Tuttle writes about love and relationships as incisively as she does about place. In this clear-eyed folk ballad about surrendering to a relationship’s demise, she is vulnerable but hardly fragile as she sings “We walked through the fire / Broken and burned / Even our desire / Couldn’t get us to the other side.”
Inspired by her life of constant touring and co-written with her bandmates and songwriter Melody Walker, ‘Next Rodeo’ is as much celebration of musical camaraderie as a kiss-off song. Here, Tuttle is a sassy, self-assured cowgirl who “doesn’t have time to dosey-do” for just any cowboy, preferring to “hitch her wagon to a shooting star” as fiddles fly.
Tuttle packs both clarity of tone and empathy into her vocal performance on this earworm of a title track from her acclaimed 2019 release. A co-write with Kyle Ryan, who also plays piano on the track, Tuttle’s voice quavers but doesn’t break as she packs a wallop of emotion into the chorus.
‘El Dorado’from 2023’s City of Gold is a story song about the California Gold Rush that’s pure fun. Filled with vividly rendered characters (a la Gold Rush Kate, Redwood Bill and Bad Luck Dave) and rip-roaring fiddle, mandolin and guitar runs, its refrain — “El Dorado, woo-hoo-hoo’— is ripe for a sing along.
‘She’ll Change' esteems the charms of a powerful woman and could double as Tuttles musical mission statement —“She can paint the sun at midnight / Roll out the moon at the break of day / One woman, many wonders / One road, many ways” — underscored by her lightning fast bluegrass runs.
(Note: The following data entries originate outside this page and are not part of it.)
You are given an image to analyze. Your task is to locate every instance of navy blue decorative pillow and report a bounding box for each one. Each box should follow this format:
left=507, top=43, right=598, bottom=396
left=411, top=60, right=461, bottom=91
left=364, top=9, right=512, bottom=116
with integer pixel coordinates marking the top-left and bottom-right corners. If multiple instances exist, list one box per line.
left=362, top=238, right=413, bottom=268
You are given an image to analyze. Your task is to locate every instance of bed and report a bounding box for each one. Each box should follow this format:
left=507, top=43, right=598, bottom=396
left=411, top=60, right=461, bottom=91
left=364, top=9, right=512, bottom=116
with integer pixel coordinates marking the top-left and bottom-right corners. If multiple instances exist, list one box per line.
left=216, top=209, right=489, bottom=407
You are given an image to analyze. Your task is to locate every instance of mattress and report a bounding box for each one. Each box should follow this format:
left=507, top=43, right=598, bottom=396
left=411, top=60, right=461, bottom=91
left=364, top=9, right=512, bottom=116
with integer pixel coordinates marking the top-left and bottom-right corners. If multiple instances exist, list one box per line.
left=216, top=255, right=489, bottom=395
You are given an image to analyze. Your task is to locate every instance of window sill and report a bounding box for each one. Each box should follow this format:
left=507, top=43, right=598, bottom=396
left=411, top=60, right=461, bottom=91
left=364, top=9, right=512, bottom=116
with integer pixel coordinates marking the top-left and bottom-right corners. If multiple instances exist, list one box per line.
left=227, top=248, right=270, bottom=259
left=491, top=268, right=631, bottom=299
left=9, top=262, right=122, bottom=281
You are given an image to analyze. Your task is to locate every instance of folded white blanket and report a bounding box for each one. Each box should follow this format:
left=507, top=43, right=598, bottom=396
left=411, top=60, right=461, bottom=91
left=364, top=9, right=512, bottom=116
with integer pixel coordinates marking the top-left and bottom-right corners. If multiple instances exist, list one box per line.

Tuttle has a knack for finding the sweet spot between traditional bluegrass forms and her decidedly modern sensibility. Here she puts a newgrass spin on an old moonshine song, drawing equal inspiration from her farmer grandfather and the current illicit crop — “They used to grow tobacco then they made moonshine, but there's something better in the back of the barn”— keeping folks lit.
Tuttle has a wisdom about her that is both beyond her years and completely believable, epitomized by ‘Take the Journey,’ (co-written with Sara Siskind), where she gives timeless advice. “Take the journey/no matter where it starts and ends,” she sings as she echoes the vocal melody on clawhammer guitar.
The title track of her Grammy winning bluegrass album is informed by Tuttle’s own experience — she’s lived with alopecia since childhood. Using the metaphor of the ‘crooked tree' that won’t fit into the mill machine and are left to live wild and free, the song is an upbeat anthem to self-acceptance despite one’s uniqueness.